Seasonal and Diurnal Dynamics of Subglacial Channels: Observations Beneath an Alpine Glacier

Abstract

Abstract. Water flowing below glaciers exerts a major control on glacier basal sliding speeds. However, our knowledge on the physics of subglacial hydrology and its link with sliding is limited by lacking observations. Here we use a two-year long dataset made of on-ice measured seismic and in-situ measured glacier basal sliding speed records on the Glacier d’Argentiere (French Alps) to investigate the physics of subglacial channels and its potential link with glacier basal sliding. Using dedicated theory and concomitant measurements of water discharge, we quantify temporal changes in channels hydraulic radius and hydraulic pressure gradient.

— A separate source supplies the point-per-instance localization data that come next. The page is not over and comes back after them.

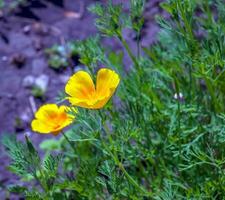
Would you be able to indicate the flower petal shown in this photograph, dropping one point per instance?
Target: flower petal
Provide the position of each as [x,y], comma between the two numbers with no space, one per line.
[39,126]
[107,82]
[46,111]
[80,86]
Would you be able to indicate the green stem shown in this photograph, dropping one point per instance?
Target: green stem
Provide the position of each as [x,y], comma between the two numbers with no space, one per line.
[129,51]
[132,181]
[121,167]
[70,143]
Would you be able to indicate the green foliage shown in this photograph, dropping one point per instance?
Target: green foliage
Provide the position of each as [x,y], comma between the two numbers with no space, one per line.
[164,138]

At seasonal timescales we observe, for the first time, that hydraulic radius and hydraulic pressure gradient present a four-fold increase from spring to summer, followed by a comparable decrease towards autumn. At low discharge during the early and late melt season channels respond to changes in discharge mainly through changes in hydraulic radius, a regime that is consistent with predictions of channels behaving at equilibrium. In contrast, at high discharge and high short-term water-supply variability (summertime), channels undergo strong changes in hydraulic pressure gradient, a behavior that is consistent with channels being out-of-equilibrium. This out-of-equilibrium regime is further supported by observations at the diurnal scale, which demonstrate that channels pressurize in the morning and depressurize in the afternoon. During summer we also observe high and sustained basal sliding speeds, supporting that the widespread inefficient drainage system (cavities) is likely pressurized concomitantly with the channel-system. We propose that pressurized channels help sustain high pressure in cavities (and therefore high glacier sliding speeds) through an efficient hydraulic connection between the two systems. Using the two regimes herein observed in channels seasonal-dynamics as constraints for subglacial hydrology/ice dynamics models may allow to strengthen our knowledge on the physics of subglacial processes.